Comment 17 Luke Kenneth Casson Leighton 2020-06-20 19:40:31 BST
(In reply to Yehowshua from comment #15)
> > which would only copy over a subset of wen signals.  and on certain
> > granularities would overrun the wen array.
> 
> 
> Oh yeah. I implicitly in my mind recognized you need to modify that for 64
> bits.

(i replied in bug #382.  or will once i hit send)
Comment 18 Luke Kenneth Casson Leighton 2020-06-20 19:43:56 BST
moving to this bugreport

(In reply to Yehowshua from https://bugs.libre-soc.org/show_bug.cgi?id=382#c15)
> > which would only copy over a subset of wen signals.  and on certain
> > granularities would overrun the wen array.
> 
> 
> Oh yeah.

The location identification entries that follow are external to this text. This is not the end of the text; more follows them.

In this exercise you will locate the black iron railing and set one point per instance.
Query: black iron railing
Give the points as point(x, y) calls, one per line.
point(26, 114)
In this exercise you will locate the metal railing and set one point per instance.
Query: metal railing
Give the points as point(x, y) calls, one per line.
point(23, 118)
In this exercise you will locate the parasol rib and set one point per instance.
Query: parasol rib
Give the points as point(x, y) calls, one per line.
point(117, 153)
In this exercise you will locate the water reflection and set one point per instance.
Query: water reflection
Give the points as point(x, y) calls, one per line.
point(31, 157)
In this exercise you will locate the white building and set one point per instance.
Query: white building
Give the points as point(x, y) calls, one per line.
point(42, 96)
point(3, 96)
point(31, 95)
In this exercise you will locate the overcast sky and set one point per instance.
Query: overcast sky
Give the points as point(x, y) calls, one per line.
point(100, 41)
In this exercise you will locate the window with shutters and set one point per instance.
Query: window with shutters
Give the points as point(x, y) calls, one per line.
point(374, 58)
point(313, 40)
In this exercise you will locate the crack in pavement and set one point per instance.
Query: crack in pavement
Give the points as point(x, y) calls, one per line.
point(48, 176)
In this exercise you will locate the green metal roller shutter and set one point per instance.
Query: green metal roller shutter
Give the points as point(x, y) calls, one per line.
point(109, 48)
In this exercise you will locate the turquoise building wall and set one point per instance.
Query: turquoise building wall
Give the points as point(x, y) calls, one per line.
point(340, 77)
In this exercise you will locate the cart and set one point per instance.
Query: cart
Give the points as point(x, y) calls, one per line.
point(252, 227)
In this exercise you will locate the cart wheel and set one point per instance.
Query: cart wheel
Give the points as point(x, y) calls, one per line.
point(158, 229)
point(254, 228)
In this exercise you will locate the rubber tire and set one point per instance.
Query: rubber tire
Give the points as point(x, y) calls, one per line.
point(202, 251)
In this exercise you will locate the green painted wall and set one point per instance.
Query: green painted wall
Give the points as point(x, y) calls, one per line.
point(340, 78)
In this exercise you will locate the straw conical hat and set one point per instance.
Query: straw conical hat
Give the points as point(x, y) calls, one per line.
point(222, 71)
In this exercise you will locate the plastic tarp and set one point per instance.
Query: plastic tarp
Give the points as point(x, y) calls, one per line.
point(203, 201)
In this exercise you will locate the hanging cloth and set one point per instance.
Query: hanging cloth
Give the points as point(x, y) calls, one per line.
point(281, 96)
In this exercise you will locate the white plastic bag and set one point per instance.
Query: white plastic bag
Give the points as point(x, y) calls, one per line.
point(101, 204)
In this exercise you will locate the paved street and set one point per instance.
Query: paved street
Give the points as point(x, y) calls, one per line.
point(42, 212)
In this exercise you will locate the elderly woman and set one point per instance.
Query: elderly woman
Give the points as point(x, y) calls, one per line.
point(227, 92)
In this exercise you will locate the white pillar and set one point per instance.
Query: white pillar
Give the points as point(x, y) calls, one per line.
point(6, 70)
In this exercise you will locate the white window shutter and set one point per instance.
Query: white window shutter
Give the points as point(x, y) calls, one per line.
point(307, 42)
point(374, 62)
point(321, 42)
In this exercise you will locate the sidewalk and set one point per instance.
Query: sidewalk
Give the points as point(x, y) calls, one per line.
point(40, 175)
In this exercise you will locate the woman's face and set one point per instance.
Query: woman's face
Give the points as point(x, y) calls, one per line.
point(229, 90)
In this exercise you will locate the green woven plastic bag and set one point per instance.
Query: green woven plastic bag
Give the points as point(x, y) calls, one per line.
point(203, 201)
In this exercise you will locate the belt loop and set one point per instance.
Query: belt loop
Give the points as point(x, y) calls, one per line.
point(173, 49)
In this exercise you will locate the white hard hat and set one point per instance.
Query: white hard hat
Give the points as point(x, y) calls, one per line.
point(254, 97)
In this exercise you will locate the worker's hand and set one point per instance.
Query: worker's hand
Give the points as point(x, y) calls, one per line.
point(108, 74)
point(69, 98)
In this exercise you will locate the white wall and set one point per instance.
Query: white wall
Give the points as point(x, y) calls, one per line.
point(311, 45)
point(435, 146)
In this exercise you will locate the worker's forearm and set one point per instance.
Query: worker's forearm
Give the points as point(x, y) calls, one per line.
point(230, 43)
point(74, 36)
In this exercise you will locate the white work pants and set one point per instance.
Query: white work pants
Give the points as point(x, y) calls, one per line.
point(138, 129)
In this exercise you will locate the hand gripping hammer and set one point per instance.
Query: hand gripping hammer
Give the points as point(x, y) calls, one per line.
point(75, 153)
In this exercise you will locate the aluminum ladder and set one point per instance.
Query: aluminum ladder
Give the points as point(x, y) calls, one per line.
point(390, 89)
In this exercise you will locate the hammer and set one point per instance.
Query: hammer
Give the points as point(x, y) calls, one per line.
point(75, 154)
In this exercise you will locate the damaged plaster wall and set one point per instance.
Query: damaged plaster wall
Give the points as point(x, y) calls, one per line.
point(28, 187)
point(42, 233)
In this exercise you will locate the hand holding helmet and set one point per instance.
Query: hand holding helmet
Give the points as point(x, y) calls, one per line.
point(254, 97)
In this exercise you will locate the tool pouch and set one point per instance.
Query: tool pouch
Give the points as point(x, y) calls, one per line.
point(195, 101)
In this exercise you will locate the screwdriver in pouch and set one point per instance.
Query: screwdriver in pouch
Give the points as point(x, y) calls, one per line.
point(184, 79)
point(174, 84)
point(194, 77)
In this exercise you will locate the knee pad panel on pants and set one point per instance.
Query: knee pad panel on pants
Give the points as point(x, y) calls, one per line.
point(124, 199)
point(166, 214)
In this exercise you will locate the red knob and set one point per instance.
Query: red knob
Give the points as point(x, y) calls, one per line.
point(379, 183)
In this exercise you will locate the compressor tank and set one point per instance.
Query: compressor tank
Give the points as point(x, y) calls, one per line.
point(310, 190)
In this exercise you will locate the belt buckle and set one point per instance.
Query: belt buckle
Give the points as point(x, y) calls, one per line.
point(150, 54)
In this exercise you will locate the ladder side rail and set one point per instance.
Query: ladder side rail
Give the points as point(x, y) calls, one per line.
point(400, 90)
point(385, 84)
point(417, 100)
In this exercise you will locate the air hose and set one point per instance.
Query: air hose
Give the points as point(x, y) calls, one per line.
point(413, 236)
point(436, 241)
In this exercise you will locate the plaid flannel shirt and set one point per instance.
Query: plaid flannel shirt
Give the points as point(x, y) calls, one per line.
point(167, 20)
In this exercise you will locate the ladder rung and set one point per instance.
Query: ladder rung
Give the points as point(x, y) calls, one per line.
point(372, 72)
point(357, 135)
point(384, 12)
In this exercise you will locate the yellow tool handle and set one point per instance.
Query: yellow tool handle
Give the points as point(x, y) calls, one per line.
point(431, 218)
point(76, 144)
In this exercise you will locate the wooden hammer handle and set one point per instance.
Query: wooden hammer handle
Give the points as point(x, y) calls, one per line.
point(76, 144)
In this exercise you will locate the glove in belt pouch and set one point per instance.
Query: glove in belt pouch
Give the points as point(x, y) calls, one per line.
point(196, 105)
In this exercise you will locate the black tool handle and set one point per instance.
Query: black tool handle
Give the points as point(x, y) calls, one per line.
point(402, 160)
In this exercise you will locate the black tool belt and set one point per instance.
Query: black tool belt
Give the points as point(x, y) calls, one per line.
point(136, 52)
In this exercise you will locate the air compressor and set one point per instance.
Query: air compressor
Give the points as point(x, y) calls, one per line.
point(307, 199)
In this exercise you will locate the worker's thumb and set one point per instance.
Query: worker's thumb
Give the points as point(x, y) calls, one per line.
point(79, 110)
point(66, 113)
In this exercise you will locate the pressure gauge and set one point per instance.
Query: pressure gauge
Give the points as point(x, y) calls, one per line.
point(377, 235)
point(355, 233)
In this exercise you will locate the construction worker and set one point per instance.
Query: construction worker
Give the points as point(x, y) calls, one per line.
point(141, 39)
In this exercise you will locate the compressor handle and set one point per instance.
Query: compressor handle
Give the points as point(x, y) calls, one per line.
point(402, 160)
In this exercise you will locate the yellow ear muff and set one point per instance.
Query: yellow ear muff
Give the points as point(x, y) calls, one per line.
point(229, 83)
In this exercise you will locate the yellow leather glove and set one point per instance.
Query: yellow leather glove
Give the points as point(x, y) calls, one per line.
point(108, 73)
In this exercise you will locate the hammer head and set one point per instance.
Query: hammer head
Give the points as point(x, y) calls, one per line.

I implicitly in my mind recognized you need to modify that for 64
> bits.

yes.  it melted my brain a bit that granularity is specified in number of
bits, not number of subdivisions.

and that nmigen Memory likewise has this convention.

we can't go 128 bit wide with this code without modifying it because
it directly ties SRAM width to Wishbone width.

and Wishbone is not permitted to be 128 bit (which is a pain, for us).

we could however do odd-even at bit 3 of the address, and have *pairs*
of 64 bit Wishbone-accessible SRAMs.

but, for an internal SRAM (for boot purposes and test purposes) i don't
think we need that level of high performance access (128 bit wide data)
Comment 19 Yehowshua 2020-06-20 19:58:26 BST
Hey, lets schedule a call and flesh out the cache interface.
Making sure we’re on the same page.

I can then document the chosen interface and get to work.
Comment 20 Jacob Lifshay 2020-06-21 21:14:04 BST
I started writing a L1 cache, you could probably use my code:
https://git.libre-soc.org/?p=soc.git;a=tree;f=src/soc/memory_pipe_experiment;h=fa3eca3be8acf77bc31c680b54e56c08c5ef810b;hb=HEAD
Comment 21 Luke Kenneth Casson Leighton 2020-06-21 21:56:49 BST
(In reply to Jacob Lifshay from comment #20)
> I started writing a L1 cache, you could probably use my code:
> https://git.libre-soc.org/?p=soc.git;a=tree;f=src/soc/memory_pipe_experiment;
> h=fa3eca3be8acf77bc31c680b54e56c08c5ef810b;hb=HEAD

the topic for this bugreport is specifically for an SRAM behind
a Wishbone interface.  strictly speaking, L1 cache design should
be discussed under a separate bugreport.